SAT Mathematics Practice Test 6

In right triangle ABC, the measure of angle B must be $58^{\circ}$ because the sum of the measure of angle A, which is $32^{\circ}$, and the measure of angle B is $90^{\circ}$. Angle D in the right triangle DEF has measure $58^{\circ}$. Hence, triangles ABC and DEF are similar. Since BC is the side opposite to the angle with measure 32° and AB is the hypotenuse in right triangle ABC, the ratio $\frac{BC}{AB}$ is equal to $\frac{DF}{DE}$ Alternate approach: The trigonometric ratios can be used to answer this question.

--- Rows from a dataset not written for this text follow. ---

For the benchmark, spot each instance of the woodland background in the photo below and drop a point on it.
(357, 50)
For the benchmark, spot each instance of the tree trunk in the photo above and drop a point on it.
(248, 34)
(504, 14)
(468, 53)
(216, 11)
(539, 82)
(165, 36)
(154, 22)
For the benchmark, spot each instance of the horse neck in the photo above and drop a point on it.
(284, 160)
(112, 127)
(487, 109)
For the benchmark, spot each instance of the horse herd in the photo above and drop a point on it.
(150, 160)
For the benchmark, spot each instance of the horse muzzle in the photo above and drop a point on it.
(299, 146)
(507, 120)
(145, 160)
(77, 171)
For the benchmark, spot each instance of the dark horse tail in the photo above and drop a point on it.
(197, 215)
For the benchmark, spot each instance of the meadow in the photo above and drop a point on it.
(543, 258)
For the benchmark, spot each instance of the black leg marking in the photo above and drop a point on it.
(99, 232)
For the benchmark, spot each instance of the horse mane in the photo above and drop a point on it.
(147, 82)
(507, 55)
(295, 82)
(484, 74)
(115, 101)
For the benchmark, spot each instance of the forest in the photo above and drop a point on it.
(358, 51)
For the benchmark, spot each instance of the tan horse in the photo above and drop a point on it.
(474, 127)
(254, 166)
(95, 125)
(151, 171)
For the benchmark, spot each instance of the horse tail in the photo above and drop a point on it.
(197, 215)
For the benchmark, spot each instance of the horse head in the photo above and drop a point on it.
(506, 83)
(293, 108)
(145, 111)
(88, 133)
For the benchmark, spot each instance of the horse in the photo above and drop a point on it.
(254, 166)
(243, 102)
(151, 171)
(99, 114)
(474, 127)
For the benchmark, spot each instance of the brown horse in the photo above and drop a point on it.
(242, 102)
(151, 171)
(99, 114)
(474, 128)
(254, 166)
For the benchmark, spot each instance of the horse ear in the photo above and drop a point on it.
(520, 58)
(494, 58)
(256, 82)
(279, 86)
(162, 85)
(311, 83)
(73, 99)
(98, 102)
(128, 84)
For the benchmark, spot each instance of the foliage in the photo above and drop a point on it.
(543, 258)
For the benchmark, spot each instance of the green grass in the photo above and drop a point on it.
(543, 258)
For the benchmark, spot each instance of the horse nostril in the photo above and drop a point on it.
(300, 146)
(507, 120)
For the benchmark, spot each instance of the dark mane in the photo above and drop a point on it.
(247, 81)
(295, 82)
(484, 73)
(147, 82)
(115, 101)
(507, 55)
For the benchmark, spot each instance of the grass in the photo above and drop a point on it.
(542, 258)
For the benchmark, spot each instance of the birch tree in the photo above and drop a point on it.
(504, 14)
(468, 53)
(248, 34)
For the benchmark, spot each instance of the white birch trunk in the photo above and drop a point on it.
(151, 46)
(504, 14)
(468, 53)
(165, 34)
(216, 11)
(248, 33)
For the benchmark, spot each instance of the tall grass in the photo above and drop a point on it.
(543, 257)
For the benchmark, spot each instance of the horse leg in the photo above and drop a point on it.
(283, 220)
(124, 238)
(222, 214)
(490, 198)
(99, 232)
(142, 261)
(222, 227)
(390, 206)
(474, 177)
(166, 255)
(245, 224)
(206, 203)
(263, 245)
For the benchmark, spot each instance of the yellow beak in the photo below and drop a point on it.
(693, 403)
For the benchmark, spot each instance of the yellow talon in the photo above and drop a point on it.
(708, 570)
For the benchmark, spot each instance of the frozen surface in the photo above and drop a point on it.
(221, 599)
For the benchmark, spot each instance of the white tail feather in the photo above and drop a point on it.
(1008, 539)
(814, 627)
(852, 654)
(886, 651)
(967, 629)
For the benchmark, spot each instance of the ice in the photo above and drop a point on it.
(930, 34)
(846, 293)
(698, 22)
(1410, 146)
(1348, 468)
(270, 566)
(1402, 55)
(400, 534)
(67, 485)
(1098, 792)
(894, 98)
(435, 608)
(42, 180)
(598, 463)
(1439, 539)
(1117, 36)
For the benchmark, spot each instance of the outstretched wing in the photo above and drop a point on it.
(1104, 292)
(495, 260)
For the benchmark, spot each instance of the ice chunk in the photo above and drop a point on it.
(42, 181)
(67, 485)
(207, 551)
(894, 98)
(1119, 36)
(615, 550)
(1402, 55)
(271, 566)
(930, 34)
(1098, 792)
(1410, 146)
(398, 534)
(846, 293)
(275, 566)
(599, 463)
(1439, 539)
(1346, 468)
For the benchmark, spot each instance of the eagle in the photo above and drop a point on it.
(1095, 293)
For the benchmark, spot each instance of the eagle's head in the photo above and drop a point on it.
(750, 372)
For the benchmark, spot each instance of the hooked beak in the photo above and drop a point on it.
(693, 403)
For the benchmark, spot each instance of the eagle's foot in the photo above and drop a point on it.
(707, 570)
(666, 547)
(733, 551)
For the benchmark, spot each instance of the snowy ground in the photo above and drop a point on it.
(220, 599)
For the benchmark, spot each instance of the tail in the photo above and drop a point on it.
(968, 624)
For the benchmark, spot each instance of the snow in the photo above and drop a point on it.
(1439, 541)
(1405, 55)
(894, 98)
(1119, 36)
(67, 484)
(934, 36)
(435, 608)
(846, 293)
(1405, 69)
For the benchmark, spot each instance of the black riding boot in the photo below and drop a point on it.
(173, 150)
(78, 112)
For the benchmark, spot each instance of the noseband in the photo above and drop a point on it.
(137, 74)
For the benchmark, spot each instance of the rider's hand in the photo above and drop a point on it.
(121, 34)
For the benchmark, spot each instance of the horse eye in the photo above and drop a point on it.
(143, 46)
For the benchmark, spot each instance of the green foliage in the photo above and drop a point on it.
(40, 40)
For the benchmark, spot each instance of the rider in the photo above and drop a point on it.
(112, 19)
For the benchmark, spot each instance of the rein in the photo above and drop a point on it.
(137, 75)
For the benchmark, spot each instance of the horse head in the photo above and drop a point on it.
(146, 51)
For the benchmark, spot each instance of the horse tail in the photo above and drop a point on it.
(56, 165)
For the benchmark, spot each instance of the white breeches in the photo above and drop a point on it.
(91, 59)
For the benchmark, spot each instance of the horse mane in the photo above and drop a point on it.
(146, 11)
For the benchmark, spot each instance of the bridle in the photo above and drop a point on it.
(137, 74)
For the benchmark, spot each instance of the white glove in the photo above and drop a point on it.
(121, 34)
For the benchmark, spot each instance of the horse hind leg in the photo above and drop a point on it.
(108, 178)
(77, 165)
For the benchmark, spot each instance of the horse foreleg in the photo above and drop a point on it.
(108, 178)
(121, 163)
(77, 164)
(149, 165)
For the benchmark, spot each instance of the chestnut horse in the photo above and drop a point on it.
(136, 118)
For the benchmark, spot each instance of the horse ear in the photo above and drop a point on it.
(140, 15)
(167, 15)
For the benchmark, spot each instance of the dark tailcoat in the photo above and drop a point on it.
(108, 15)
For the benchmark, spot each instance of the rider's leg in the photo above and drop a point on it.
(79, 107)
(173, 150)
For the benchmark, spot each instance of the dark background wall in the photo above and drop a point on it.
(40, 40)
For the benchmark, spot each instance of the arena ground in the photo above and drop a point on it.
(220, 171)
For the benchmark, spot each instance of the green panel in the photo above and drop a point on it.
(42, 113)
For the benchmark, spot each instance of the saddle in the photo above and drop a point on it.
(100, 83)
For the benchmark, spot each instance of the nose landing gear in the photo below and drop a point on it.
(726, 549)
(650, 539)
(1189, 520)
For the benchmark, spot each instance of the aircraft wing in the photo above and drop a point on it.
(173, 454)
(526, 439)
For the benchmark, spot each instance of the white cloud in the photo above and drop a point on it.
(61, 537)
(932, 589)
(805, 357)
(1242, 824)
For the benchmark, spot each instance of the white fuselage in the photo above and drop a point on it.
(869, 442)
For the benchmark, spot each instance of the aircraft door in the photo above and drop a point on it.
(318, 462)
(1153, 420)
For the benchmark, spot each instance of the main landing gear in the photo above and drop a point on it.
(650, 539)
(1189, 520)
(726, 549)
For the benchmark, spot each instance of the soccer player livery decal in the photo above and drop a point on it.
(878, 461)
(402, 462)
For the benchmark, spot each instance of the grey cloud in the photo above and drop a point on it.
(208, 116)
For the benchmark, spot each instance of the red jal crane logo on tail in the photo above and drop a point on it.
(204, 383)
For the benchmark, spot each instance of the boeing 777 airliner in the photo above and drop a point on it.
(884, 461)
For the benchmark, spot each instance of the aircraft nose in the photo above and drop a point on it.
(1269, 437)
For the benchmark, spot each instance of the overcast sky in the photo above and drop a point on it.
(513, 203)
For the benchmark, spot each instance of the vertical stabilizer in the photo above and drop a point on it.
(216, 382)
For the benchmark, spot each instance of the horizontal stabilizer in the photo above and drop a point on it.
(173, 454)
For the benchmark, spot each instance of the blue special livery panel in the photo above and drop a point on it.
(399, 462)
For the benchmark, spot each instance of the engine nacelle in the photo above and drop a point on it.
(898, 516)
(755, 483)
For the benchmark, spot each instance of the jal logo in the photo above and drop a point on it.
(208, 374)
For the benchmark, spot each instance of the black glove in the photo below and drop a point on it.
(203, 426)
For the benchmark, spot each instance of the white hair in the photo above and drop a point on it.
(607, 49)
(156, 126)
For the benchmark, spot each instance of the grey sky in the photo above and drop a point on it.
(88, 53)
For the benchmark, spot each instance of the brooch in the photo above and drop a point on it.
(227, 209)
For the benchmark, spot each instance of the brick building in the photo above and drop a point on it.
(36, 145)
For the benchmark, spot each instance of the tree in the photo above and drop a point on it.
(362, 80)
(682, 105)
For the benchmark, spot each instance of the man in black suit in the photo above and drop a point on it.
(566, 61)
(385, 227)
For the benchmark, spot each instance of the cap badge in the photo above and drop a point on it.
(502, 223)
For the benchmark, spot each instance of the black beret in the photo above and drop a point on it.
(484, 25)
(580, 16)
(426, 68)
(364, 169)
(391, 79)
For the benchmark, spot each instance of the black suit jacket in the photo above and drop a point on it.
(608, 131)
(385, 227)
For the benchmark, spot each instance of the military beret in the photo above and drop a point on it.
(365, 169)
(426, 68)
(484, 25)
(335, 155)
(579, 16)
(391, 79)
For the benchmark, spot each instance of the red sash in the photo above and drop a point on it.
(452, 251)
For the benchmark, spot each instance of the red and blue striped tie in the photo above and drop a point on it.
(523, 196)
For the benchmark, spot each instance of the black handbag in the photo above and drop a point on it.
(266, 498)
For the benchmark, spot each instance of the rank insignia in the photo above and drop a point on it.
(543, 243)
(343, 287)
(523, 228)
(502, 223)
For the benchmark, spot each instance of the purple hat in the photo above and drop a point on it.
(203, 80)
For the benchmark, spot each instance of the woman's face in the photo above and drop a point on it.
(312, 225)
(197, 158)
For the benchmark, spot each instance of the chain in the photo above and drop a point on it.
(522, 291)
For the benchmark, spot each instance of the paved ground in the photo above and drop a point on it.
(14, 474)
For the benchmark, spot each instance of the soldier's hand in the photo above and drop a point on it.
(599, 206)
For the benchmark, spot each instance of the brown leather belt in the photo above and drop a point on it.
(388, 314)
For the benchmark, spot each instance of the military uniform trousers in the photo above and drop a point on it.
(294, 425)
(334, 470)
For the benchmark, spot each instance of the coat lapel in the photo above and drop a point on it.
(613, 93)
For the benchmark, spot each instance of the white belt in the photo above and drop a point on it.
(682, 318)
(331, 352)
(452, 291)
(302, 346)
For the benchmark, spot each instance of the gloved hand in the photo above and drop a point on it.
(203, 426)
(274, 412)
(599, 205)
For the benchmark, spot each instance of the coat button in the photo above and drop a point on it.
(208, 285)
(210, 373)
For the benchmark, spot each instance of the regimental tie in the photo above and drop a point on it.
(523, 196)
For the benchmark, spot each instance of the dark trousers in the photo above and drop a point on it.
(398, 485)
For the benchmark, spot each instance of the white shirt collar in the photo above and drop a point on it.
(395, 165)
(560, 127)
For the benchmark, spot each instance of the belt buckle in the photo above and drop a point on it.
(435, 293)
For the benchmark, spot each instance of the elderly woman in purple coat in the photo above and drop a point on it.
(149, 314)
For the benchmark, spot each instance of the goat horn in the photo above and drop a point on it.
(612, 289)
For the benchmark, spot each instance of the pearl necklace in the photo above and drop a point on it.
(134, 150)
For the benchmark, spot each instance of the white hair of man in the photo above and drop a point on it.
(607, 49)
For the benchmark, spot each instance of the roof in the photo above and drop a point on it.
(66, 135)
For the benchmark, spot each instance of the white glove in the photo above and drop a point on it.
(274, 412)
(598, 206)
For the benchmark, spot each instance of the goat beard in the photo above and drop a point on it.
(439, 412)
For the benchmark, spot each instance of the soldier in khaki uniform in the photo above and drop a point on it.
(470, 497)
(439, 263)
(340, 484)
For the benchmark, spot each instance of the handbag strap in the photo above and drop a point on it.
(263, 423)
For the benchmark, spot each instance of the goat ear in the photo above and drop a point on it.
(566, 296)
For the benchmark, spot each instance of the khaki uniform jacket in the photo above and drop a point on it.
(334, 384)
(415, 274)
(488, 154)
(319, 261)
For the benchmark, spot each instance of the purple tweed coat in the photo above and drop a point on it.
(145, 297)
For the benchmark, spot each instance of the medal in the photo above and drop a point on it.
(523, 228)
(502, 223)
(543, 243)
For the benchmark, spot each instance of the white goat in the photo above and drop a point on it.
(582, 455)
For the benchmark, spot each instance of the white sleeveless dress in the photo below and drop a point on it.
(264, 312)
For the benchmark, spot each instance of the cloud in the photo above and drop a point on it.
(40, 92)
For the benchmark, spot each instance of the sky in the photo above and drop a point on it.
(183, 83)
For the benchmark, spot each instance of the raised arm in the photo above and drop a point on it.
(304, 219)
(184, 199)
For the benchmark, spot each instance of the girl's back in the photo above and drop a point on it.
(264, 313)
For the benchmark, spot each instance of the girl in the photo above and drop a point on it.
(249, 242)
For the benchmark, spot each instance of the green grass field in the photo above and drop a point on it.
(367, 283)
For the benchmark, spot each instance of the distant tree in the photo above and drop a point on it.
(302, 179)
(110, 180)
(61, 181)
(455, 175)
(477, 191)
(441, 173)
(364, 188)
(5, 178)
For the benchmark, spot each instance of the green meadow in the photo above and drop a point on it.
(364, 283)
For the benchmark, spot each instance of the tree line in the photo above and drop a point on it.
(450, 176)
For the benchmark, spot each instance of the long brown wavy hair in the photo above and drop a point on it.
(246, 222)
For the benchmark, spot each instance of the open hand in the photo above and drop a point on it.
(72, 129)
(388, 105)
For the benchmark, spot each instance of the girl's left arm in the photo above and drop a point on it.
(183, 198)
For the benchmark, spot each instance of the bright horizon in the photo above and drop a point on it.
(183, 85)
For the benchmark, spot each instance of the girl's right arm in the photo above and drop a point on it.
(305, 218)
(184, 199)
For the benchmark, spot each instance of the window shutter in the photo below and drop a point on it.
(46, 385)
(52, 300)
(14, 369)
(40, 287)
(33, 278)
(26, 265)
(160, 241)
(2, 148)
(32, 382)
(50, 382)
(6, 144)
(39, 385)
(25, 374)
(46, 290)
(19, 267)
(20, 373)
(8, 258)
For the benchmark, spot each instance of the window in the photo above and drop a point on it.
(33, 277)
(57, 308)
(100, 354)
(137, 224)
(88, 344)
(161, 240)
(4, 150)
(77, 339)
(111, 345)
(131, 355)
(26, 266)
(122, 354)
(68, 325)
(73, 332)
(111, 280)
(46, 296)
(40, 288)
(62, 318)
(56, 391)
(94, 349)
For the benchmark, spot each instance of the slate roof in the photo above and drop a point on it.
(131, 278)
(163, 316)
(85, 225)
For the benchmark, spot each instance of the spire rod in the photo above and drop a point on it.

In right triangle ABC, the ratio $\frac{BC}{AB} = \sin(32^{\circ})$ The angle E in triangle DEF has measure 32° because m(∠D)+m(∠E)=90° In triangle DEF, the ratio $\frac{DF}{DE} = \sin(32^{\circ})$.Therefore,$\frac{DF}{DE} = \frac{BC}{AB}$ Choice A is incorrect because $\frac{DE}{DF}$ is the inverse of the ratio $\frac{BC}{AB}$.Choice C is incorrect because $\frac{DF}{EF} = \frac{BC}{AC}$, not $\frac{BC}{AB}$.Choice D is incorrect because $\frac{EF}{DE} = \frac{AC}{AB}$,not $\frac{BC}{AB}$